While it would be possible to design floating-point hardware that whose execution speed for any particular operation would be independent of the values of the operands, it is generally advantageous to minimize the average-case time especially if that can be done without affecting the worst-case time. For example, even if a chip would normally require six cycles to perform a double-precision floating-point multiply, performance in many applications could be improved if, at the same time as the chip started the multiplication process, a separate circuit did the following:
Set R1 if first operand is NaN or second operand is +/- 1.0
Set R2 if second operand is NaN or first operand is +/- 1.0
Set Z if either operand is +/- 0.0
Set N if either operand is NaN
If (R1 or R2 or Z)
Set the body of the result, excluding sign, to the (first-op & R1) | (second-op & R2)
Set the sign of the result to (first-op & (R1 | !N)) ^ (second-op & (R2 | !N))
Skip the rest of the multiplication
Adding the above logic would cause floating-point multiplies by +/- 1.0, or +/- 0.0 to be performed in a sixth of the time required for multiplication not involving such constants.
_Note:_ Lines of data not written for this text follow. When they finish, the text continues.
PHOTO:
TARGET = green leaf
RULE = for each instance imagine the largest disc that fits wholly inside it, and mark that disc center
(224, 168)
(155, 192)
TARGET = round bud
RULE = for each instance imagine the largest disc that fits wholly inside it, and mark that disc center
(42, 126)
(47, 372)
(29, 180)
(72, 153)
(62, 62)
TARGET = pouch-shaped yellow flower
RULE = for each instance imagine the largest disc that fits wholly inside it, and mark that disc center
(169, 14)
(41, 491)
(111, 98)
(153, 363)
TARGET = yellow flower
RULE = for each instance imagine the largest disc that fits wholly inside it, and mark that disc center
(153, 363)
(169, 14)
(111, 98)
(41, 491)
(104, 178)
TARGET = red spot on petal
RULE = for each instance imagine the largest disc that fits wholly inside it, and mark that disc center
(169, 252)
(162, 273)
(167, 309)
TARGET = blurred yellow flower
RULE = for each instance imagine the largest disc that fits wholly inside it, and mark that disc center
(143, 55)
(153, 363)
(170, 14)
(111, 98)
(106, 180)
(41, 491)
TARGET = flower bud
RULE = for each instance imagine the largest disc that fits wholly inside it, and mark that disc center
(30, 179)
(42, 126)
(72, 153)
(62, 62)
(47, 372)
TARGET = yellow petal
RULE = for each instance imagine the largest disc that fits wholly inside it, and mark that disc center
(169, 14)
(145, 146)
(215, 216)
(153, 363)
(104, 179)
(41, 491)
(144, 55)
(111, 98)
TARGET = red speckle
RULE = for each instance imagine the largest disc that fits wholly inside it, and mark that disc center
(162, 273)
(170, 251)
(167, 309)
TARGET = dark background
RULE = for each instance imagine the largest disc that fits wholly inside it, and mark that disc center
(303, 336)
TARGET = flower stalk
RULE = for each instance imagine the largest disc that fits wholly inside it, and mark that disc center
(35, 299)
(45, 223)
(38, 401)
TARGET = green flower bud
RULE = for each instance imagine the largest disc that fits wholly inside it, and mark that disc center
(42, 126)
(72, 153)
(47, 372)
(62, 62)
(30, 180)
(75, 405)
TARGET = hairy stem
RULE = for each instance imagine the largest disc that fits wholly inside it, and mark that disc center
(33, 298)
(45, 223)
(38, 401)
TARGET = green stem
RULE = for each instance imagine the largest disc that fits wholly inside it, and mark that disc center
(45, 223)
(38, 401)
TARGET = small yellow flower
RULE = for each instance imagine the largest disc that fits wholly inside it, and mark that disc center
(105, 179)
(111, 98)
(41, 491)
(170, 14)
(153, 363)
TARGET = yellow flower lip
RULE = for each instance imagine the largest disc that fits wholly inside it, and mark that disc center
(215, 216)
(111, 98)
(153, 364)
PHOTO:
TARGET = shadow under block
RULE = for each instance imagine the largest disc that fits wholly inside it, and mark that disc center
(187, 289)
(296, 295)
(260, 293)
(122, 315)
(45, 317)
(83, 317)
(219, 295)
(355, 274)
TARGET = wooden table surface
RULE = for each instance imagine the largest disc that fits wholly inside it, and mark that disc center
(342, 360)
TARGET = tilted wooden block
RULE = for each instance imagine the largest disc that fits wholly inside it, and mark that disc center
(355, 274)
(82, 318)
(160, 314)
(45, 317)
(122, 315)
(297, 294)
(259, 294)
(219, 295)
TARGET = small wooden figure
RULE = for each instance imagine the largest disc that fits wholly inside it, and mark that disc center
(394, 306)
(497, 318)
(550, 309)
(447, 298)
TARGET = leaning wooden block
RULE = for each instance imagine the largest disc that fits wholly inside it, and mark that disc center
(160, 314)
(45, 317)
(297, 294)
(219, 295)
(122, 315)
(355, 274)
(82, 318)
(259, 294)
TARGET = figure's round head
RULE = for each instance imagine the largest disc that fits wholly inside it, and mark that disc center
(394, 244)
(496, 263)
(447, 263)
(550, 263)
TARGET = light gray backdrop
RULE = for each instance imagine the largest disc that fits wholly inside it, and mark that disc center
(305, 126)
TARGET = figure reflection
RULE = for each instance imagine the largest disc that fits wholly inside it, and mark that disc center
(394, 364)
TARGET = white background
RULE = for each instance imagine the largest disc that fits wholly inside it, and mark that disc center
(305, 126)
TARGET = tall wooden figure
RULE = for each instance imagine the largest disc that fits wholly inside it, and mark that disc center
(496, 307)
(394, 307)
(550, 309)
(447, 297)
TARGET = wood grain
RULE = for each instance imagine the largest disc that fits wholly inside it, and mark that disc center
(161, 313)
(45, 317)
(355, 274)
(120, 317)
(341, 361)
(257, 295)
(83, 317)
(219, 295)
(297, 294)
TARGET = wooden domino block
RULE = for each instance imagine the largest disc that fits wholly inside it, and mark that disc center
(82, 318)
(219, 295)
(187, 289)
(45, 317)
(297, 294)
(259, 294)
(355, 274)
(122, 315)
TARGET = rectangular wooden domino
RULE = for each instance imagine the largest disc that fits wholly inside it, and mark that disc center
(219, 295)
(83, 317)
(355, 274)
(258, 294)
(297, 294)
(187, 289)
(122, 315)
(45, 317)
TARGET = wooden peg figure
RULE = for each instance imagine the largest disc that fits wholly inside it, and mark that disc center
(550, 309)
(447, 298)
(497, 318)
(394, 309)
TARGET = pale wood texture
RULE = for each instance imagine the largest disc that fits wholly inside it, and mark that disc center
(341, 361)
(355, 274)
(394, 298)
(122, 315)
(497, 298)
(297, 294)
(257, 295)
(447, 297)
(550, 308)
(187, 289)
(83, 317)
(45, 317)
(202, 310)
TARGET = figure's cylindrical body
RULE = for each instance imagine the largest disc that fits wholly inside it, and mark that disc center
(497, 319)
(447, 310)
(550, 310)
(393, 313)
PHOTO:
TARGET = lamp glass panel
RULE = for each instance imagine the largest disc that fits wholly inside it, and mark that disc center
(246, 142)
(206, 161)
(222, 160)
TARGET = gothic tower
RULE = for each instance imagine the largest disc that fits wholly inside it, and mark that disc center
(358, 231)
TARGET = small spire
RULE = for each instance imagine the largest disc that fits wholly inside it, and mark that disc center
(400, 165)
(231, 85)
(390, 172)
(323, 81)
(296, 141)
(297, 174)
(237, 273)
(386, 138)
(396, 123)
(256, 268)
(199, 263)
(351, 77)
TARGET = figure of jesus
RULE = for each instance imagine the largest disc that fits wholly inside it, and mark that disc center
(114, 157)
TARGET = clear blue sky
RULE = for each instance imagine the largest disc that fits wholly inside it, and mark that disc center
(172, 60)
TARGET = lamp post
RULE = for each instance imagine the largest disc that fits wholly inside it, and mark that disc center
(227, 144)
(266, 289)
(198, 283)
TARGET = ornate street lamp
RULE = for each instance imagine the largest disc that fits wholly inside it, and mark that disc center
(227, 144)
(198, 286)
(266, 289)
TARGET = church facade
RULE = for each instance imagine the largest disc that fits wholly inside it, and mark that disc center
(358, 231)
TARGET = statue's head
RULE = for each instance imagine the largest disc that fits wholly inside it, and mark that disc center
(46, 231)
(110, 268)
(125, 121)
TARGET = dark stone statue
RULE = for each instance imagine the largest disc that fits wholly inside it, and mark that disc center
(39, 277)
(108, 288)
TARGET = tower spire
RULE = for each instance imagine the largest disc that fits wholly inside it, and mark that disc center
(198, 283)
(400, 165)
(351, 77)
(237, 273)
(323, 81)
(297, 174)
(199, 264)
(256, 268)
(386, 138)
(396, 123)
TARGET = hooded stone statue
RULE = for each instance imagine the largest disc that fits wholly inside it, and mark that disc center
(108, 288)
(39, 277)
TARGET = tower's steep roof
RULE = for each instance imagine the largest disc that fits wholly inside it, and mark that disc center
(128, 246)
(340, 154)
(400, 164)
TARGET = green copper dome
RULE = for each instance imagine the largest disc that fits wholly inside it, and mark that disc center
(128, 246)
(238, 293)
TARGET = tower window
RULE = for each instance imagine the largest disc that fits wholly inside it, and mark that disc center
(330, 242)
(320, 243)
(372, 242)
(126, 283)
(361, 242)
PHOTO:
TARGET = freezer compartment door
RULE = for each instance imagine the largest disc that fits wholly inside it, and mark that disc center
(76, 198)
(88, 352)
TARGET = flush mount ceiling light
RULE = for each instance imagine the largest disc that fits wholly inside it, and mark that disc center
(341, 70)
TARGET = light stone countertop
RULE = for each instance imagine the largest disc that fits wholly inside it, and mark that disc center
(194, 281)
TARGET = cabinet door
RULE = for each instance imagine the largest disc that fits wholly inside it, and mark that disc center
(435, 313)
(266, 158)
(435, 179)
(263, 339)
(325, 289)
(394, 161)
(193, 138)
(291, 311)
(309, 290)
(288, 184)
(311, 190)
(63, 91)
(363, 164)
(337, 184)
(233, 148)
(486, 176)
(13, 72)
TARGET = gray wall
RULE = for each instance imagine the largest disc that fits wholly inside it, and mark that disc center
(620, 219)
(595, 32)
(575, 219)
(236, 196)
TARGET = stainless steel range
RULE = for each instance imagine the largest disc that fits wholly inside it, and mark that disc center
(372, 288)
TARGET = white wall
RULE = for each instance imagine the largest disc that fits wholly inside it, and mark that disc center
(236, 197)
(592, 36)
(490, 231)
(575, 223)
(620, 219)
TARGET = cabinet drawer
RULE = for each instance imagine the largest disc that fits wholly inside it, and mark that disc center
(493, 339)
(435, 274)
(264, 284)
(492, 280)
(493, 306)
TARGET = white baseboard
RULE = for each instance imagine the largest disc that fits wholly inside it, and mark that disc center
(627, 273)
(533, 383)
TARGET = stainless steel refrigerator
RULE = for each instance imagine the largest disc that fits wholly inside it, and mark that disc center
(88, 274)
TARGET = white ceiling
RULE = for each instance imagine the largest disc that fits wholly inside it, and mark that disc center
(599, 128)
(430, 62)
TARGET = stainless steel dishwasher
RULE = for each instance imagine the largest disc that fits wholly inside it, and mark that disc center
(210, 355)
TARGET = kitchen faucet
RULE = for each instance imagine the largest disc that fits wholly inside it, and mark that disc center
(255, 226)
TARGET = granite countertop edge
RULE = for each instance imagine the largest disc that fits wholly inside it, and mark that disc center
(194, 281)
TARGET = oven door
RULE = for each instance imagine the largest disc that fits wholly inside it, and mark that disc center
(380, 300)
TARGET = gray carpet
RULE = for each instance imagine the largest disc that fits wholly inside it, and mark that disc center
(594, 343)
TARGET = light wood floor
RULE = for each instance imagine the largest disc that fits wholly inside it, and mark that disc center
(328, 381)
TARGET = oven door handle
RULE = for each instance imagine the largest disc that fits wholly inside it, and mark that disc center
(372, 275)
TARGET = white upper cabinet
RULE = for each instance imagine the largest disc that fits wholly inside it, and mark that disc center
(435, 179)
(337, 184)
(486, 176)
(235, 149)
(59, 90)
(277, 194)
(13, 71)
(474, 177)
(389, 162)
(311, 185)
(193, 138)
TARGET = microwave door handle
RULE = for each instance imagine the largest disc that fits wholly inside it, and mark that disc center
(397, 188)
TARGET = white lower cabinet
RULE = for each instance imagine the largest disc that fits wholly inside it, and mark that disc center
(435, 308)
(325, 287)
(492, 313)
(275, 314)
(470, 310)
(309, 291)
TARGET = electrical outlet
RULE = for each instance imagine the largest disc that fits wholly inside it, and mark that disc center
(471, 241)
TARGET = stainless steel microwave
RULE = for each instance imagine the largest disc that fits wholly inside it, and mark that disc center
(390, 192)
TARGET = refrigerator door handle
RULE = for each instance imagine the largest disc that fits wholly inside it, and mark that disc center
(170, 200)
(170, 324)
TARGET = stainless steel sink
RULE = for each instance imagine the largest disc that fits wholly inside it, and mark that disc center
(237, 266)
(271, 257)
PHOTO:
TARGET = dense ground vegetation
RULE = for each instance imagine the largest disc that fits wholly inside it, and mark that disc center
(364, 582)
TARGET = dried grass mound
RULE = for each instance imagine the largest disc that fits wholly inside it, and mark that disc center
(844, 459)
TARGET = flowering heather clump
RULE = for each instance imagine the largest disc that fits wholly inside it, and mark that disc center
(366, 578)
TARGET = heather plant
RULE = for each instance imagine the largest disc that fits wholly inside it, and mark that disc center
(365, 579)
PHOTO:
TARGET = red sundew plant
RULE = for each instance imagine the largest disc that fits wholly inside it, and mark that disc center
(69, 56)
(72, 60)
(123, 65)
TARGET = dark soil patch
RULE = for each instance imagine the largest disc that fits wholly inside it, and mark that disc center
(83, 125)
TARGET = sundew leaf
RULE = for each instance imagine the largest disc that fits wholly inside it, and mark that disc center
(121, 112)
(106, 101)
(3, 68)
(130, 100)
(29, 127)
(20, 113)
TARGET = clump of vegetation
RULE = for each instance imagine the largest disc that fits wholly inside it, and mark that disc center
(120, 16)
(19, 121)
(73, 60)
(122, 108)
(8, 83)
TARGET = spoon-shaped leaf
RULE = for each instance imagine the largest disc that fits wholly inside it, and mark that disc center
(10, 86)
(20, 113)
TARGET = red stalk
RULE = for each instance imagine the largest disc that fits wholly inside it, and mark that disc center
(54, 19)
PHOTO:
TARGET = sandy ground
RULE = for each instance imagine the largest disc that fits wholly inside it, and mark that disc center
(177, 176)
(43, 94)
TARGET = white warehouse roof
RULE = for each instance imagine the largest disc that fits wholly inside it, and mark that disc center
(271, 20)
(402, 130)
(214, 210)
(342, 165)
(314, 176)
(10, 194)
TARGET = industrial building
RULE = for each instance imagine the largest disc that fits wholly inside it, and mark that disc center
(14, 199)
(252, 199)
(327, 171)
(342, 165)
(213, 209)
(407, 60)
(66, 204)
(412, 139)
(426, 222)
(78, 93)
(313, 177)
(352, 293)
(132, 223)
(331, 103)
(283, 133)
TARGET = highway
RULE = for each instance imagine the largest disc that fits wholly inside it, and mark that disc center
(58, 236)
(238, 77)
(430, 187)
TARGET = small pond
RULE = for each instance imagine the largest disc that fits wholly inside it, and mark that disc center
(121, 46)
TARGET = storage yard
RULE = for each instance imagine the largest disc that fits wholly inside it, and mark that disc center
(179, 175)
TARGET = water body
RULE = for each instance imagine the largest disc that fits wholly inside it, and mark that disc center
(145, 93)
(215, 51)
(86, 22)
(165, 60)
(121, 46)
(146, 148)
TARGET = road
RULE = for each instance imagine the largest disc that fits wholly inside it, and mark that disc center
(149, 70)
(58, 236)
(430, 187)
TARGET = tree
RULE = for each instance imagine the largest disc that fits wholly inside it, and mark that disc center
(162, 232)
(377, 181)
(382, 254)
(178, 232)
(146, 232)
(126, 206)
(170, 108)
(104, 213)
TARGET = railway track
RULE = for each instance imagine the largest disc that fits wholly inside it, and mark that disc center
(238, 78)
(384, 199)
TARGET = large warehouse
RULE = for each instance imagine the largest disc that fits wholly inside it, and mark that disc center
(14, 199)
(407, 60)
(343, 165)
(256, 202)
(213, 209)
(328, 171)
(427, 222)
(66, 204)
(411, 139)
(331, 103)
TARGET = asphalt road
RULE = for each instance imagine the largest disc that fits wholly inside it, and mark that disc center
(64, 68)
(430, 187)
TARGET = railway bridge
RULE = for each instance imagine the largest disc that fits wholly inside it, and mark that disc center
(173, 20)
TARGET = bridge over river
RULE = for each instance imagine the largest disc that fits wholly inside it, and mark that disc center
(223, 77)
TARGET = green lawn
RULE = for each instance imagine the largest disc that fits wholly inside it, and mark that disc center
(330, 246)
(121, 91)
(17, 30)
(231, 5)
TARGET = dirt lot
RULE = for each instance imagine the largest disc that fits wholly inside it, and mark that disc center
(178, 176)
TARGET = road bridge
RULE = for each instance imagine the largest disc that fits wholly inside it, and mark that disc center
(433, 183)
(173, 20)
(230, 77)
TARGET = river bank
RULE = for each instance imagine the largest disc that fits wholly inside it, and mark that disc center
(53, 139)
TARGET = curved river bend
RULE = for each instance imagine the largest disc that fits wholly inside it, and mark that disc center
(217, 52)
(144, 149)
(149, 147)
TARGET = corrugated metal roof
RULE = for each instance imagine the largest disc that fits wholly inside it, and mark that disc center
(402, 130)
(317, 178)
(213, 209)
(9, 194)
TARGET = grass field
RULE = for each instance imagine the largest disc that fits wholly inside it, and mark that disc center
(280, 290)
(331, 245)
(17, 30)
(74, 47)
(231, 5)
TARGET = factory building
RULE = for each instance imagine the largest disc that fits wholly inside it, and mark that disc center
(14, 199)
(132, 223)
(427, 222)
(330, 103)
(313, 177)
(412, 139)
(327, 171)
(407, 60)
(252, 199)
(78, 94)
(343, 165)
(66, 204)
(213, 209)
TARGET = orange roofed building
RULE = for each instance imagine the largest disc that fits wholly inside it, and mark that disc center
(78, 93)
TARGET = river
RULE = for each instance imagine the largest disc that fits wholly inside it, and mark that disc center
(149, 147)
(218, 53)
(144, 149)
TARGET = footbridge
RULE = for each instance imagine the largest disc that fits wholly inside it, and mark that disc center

There are many scenarios where code accepts arbitrary scaling factors but is most often used with scaling factors of zero or one; some graphics applications, for example, might allow arbitrary scaling, rotation, and shear but be used most frequently with a scale factor of one, no rotation, and no shear. Expediting multiplication by zero and one, despite requiring less hardware than would be required to improve most multiplications by a cycle, could in many scenarios offer a more useful performance boost.